When you hear the term “PMS,” this refers to symptoms that occur during the week just before menstruation, which disappear after menstruation has started. These symptoms include loose ligaments, cramps, weight gain, headaches, a heavy feeling in the intestines and breast pain. But the symptoms are also psychological, such as stress, irritability, a trouble sleeping and fatigue. PMS causes embarrassment in the social and professional lives of about 33% of the total female population. A questionnaire developed by French doctor Carole Maitre for INSEP (National Institute of Sport, Expertise and Performance), taken by 363 physically active women ages 16 to 22, showed that 83% of these women suffer from varying degrees of PMS. Bloating, weight gain and exhaustion all have a negative impact of their performance. 64% of them thought that PMS reduces their performance.
Menstrual cramps are the cause of painful menstruation. Affecting 1 out of 10 women, it can sometimes stop women from being physically or professionally active. A study conducted in 2001 showed that female athletes suffer less from menstrual cramps than the general population. Another study from 2006 showed that physically active women even feel less menstrual pain while competing. That’s why scientists are looking into the effects of endorphins secreted during exercise on the female body, which acts as a natural painkiller.
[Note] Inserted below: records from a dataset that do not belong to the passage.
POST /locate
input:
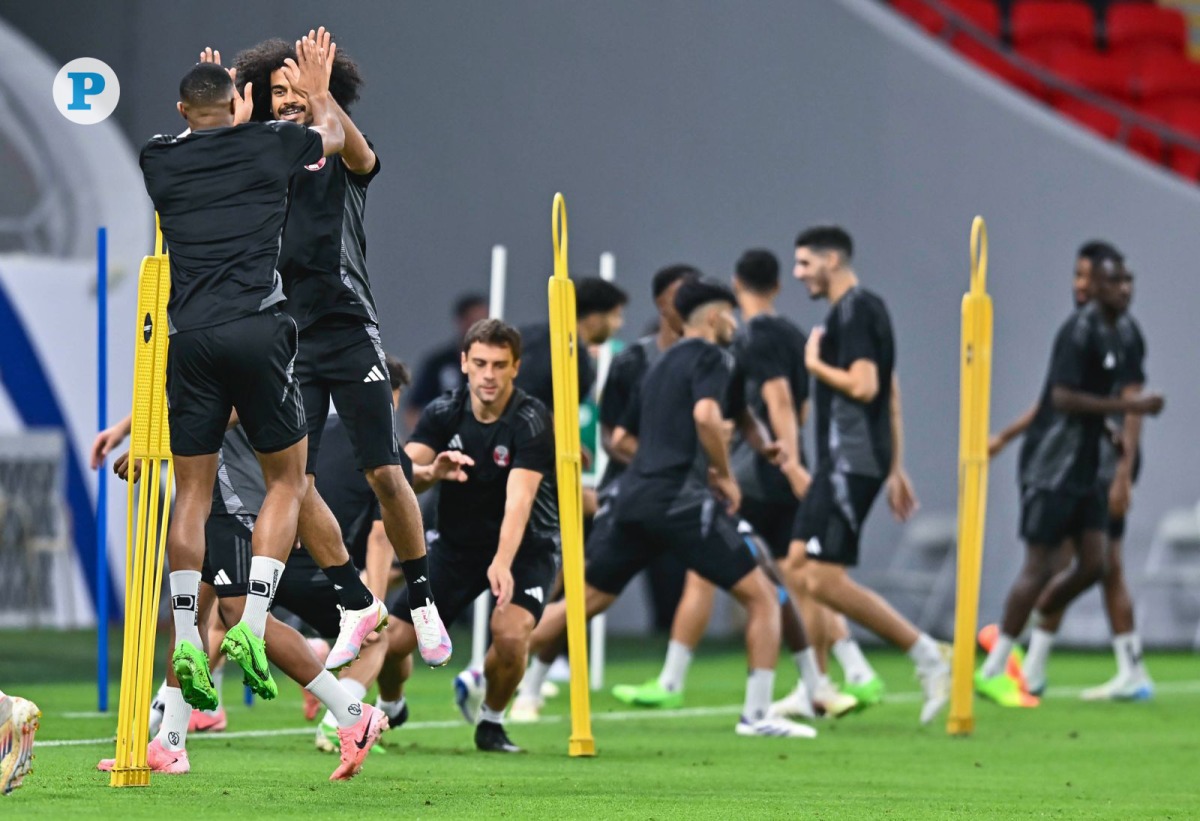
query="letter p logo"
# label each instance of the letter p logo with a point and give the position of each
(87, 90)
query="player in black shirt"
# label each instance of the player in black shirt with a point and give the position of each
(679, 495)
(492, 448)
(1096, 370)
(858, 443)
(221, 191)
(599, 312)
(323, 262)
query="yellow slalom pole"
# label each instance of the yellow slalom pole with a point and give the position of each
(147, 520)
(564, 360)
(975, 403)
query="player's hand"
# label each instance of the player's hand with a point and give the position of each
(813, 347)
(499, 576)
(901, 497)
(1150, 405)
(1120, 495)
(121, 467)
(450, 466)
(105, 443)
(726, 489)
(798, 478)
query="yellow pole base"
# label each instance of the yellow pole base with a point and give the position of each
(960, 726)
(582, 747)
(130, 777)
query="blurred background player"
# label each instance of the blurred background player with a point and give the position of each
(1062, 496)
(679, 495)
(323, 262)
(492, 447)
(441, 371)
(859, 453)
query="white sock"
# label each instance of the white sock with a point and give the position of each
(810, 673)
(1041, 641)
(264, 577)
(357, 690)
(173, 732)
(855, 665)
(760, 685)
(489, 714)
(185, 589)
(675, 667)
(345, 708)
(1127, 647)
(925, 653)
(997, 659)
(534, 677)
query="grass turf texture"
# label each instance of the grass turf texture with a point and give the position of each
(1066, 759)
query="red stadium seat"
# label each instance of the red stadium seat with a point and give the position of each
(1161, 81)
(1137, 30)
(1044, 27)
(1107, 124)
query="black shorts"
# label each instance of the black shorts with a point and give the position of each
(700, 534)
(459, 574)
(772, 521)
(306, 592)
(244, 364)
(831, 520)
(1048, 517)
(341, 358)
(227, 553)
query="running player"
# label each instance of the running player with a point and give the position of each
(221, 195)
(664, 501)
(859, 451)
(1096, 370)
(493, 448)
(323, 263)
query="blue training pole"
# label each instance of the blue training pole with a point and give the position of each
(102, 477)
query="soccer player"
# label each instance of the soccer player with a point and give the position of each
(1096, 371)
(441, 371)
(679, 495)
(18, 724)
(221, 195)
(859, 451)
(323, 263)
(492, 447)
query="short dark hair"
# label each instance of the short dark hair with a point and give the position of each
(205, 85)
(258, 63)
(827, 238)
(397, 372)
(495, 333)
(667, 276)
(597, 295)
(759, 270)
(695, 293)
(463, 305)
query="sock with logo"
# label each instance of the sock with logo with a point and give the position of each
(351, 591)
(346, 709)
(417, 576)
(264, 577)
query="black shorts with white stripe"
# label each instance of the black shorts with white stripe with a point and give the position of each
(341, 359)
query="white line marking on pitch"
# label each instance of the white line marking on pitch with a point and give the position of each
(1165, 688)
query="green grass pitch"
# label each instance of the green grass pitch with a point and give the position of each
(1066, 759)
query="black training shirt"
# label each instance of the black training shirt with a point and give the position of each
(471, 513)
(856, 437)
(221, 196)
(324, 252)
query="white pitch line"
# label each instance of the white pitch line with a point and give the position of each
(1164, 688)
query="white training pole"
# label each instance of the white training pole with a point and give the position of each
(604, 361)
(484, 603)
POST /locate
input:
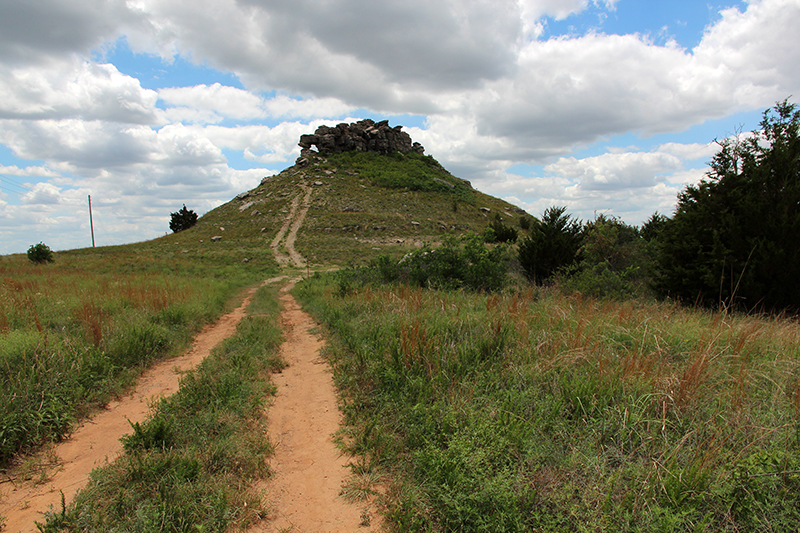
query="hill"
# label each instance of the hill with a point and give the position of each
(351, 205)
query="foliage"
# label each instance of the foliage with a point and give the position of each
(733, 239)
(466, 262)
(534, 411)
(40, 253)
(552, 244)
(182, 219)
(189, 467)
(614, 261)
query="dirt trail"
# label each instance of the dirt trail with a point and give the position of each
(291, 225)
(303, 493)
(96, 441)
(308, 470)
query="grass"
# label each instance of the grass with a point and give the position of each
(533, 411)
(191, 466)
(78, 331)
(360, 203)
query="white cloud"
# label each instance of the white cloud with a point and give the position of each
(494, 95)
(74, 88)
(228, 102)
(42, 193)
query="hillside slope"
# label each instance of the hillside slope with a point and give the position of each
(359, 204)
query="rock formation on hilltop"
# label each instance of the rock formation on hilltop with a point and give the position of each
(363, 136)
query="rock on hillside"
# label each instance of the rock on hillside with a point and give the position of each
(383, 195)
(363, 136)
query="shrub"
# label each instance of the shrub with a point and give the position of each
(553, 244)
(40, 253)
(183, 219)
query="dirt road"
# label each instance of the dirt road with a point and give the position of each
(303, 493)
(96, 441)
(308, 470)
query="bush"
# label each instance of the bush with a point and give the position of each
(40, 253)
(183, 219)
(733, 239)
(553, 244)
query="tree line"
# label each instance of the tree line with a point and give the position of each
(733, 241)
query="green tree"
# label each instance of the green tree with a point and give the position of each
(733, 240)
(183, 219)
(613, 261)
(40, 253)
(552, 244)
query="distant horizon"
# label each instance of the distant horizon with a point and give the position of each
(602, 106)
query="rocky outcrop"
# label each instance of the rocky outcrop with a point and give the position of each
(363, 136)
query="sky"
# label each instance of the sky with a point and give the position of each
(602, 106)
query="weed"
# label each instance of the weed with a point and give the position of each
(516, 411)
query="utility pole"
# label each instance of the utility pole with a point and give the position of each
(91, 224)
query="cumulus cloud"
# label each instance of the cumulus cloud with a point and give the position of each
(494, 93)
(74, 88)
(35, 32)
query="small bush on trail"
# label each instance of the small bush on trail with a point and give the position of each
(40, 253)
(459, 263)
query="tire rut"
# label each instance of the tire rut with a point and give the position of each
(96, 441)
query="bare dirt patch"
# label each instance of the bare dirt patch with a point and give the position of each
(289, 230)
(303, 493)
(96, 442)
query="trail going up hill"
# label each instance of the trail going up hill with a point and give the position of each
(362, 189)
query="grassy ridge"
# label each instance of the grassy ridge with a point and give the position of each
(536, 411)
(191, 466)
(76, 332)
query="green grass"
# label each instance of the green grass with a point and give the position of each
(192, 465)
(78, 331)
(532, 411)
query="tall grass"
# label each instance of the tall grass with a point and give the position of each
(190, 467)
(76, 332)
(536, 411)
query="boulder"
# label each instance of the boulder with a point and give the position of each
(363, 136)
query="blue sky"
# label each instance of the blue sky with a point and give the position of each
(605, 106)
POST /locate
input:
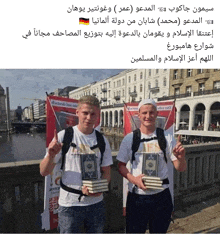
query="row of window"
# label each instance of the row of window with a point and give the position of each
(188, 72)
(95, 91)
(216, 85)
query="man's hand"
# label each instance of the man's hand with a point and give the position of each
(179, 150)
(85, 191)
(54, 146)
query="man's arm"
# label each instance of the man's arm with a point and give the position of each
(136, 180)
(179, 152)
(47, 164)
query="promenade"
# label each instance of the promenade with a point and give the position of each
(203, 217)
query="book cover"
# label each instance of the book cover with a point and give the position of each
(150, 164)
(89, 166)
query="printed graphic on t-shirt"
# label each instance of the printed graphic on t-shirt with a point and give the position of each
(89, 166)
(151, 147)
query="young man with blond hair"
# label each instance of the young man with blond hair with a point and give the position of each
(89, 210)
(147, 207)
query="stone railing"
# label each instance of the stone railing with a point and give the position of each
(202, 178)
(22, 190)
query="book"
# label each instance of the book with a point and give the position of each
(150, 164)
(89, 166)
(155, 187)
(98, 190)
(151, 178)
(95, 182)
(152, 183)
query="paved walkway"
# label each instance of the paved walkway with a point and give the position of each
(200, 218)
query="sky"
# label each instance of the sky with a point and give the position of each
(25, 85)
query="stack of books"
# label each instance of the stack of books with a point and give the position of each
(152, 182)
(96, 186)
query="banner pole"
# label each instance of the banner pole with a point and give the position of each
(54, 112)
(130, 115)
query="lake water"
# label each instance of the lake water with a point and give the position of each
(32, 146)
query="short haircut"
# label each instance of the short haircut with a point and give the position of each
(89, 99)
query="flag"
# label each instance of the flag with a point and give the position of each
(84, 21)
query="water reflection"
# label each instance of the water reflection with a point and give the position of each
(21, 147)
(32, 146)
Amenorrhea is the absence of menstruation in adult women of reproductive age. High-intensity physical activity, which usually requires high levels of endurance, can have an impact on a woman’s physiology and cause menstruation to stop, possibly leading to reversible infertility. This is actually pretty convenient for some athletes, because they don’t have to deal with the hassles that their period could have on their high-level performance. Still, over the long term, this could be counterproductive, because it causes fatigue fractures due to reduced estrogen levels, which is essential for healthy bones. That’s why female athletes suffering from amenorrhea may have brittle bones or experience recurrent fractures.
A study conducted by INSEP between 2008 and 2009 on 400 physically active women showed that 93% of them suffered from PMS symptoms and that 27% felt a significant drop in their athletic performance. However, only 17% would skip a workout because of problems related to menstruation. 72% suffer from menstrual cramps and 6% from amenorrhea.
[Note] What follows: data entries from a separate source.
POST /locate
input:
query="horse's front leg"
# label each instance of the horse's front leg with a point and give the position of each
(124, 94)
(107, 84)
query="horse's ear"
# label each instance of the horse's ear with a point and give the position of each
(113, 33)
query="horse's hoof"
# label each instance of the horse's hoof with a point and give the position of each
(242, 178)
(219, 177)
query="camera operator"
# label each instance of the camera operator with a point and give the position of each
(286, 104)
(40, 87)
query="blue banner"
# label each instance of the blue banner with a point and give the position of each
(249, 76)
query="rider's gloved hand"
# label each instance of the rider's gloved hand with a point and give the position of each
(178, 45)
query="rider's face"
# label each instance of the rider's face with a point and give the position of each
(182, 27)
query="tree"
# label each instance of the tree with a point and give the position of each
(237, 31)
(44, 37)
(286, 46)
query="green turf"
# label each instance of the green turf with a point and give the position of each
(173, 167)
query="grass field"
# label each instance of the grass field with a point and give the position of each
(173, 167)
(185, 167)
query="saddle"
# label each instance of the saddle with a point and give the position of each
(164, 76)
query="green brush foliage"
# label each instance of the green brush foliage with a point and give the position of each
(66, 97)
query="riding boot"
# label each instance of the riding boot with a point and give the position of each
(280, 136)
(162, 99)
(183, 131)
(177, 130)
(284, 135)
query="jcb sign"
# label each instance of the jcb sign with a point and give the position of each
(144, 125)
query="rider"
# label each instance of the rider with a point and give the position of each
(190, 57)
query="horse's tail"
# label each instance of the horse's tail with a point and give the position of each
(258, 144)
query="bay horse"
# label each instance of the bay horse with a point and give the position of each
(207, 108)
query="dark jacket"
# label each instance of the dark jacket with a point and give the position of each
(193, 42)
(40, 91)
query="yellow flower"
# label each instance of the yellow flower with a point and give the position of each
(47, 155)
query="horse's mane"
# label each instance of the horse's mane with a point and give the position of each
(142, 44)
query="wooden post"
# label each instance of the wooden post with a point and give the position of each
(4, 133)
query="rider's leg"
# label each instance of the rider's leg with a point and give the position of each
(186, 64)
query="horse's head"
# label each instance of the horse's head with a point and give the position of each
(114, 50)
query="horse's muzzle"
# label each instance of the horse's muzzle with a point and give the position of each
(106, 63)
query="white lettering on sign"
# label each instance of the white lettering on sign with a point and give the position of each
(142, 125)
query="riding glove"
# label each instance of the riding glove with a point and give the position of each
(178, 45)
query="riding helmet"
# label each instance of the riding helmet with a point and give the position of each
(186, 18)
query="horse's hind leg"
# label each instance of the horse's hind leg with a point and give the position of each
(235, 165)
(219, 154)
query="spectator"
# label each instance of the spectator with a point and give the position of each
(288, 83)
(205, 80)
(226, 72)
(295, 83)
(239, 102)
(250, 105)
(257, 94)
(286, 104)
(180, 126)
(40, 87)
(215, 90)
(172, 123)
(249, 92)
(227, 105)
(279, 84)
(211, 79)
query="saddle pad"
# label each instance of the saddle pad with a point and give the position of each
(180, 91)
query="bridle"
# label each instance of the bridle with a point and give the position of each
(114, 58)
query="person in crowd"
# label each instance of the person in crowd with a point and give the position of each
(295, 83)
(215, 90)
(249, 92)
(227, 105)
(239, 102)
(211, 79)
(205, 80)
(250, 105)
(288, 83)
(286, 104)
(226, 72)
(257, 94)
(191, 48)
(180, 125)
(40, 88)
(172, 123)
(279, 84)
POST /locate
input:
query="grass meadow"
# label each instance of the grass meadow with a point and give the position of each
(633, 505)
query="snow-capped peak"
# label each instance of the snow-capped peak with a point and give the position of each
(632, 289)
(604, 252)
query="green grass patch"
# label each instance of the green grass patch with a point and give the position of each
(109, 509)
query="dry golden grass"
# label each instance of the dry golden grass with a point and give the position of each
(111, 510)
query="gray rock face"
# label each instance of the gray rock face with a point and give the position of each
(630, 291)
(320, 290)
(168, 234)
Only in the past few years have people started to talk about the connection between menstruation and exercise. Some athletes like tennis player Heather Watson during the Australian Open or (more recently) Chinese swimmer Fu Yuanhui during the Olympic Games in Rio have spoken out about this topic, saying that a drop in their performance was due to problems caused by their periods. So what can physically active women do so that they’re not controlled by their cycle?
Many doctors advise their patients to use contraception that will control when their period starts, which is often a cause of concern. Sometimes they even suggest contraception that can completely stop your period and the pain that comes with it. This is different from amenorrhea because you “control” it by taking the pill, which balances out your estrogen levels. If your cycle causes problems that make it difficult to be physically active, talk to your doctor or a specialist so that you can find a solution that’s best for you. Not every physically active woman has the same symptoms or is affected in the same way. Nothing’s better than feeling free in your own body and mind so that you never throw in the towel.
Female athletes and FizzUp users, now you know how to manage exercise and menstruation! Remember that you’re never alone when dealing with a difficult menstrual cycle. Never give up and keep reaching your goals by learning how to manage your body. You can rely on specialists and your FizzUp trainer to support you in your fitness routine.